Revolt in the suburbs
Rebellion and Revolution in Dublin: Voices from a Suburb, Rathfarnham, 1913-23 (South Dublin County Council, €15; available also from any South Dublin Library, or online from

Gregory O’Connor

This book consists of 13 essays by different authors on various aspects of the momentous events which occurred in the 10 years between the founding of the Irish Volunteers and the end of the Civil War. Its publication formed part of South Dublin County Council’s 1916 Centenary Programme, and also of their wider Decade of Centenaries Programme.

The editors, Dr Marnie Hay and Prof. Daire Keogh, lay out the main themes of the volume in their introduction. The first article by Prof. Mary Daly, ‘The Social Context of Wartime Dublin’, provides an excellent, penetrating portrait of the social and economic condition of the capital city and of the effects on that condition of the both the war raging in Europe and the Revolution begun at home.

The majority of articles relate to the Easter Rising and the period leading up to it but there are several that continue the narrative to describe events in the War of Independence and the Civil War.

That the Irish Revolution began in the middle of the earthshaking global event that was the First World War is reflected in articles on the Fetherstonhaugh Home, which cared for hundreds of wounded soldiers; and another on the Jesuits in Rathfarnham Castle, which also includes  data about the order’s priests who served as army chaplains on the Western Front.

There is also an interesting article on four artists: May Guinness, Willie Pearse, Sean Keating and Patrick Tuohy, who lived or worked in Rathfarnham during the revolutionary period.

All the pieces are of a high quality, but several stand out. One is Martin Mansergh’s comparison of the Proclamations of  Emmet’s Rising of 1803 and of the 1916 Rising, and another Michael McDowell’s analysis of the attitude of his grandfather Eoin MacNeill, firstly  to those he suspected of preparing for an insurrection, and secondly to event itself  when it became an immediate prospect. 

Emmet, the “haunted ghost” of Pearse’s imagination also appears in the article by Brian Crowley (the Curator of St Enda’s Museum), which describes the spiritual connection which the latter felt with the former.


One article by Conor McNamara deals directly with the men from Rathfarnham who went in from St Enda’s to the city to take part in the Rising.

The sharply divergent views on the wisdom, and also the basic morality of the Insurrection at the time of its planning and launching, are strikingly brought out in Senator McDowell’s essay.

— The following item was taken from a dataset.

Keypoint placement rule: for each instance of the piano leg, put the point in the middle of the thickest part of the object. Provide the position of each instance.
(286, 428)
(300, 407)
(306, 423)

The heated debates on these matters between historians of recent decades are tellingly recounted in an essay by Felix Larkin, which elucidates in detail the stringent critique of the Rising written by Fr F.X Martin.

Articles such as those by Gareth Coghlan on his grandfather F. X. Coghlan, and that by Michael Laffan on  W.T Cosgrave and his home called Beechpark, provide some valuable information on post-1916 events.

An international dimension is added in Robert Schmuhl’s essay on ‘Easter 1916 and Ireland’s Exiled Children: The American Connections’, while the article on Bulmer Hobson by joint editor Marnie Hay explains his opposition to the Rising, and goes on to describe his later activities, which included pamphlets on political and economic issues and a spell as Chairman of the Whitechurch Library Committee

This book describes the local contribution to the revolutionary movement, but also transcends the local to address and inform the national debate on the legacy which the events of those extraordinary years have left the country which continues to be relevant right up to the present day.

 It has to be said, however, that much work remains to be done to fulfil the expectations raised by the subtitle of the book, that is to say ‘Voices from a Suburb 1913-23’.

Such a larger task really necessitates a companion volume to this one.  While the involvement of Rathfarnham in the events of the Rising itself was almost entirely “exported” into the City, the area was a very significant theatre of action in both the War of Independence and the Civil War.

In telling that fuller story of the later period the promised release by the Irish military archives of all the National Service Pension Claims files – which include both sides in the Civil War – will prove an indispensible resource.


Gregory O’Connor is an archivist with National Archives who lives in Rathfarnham.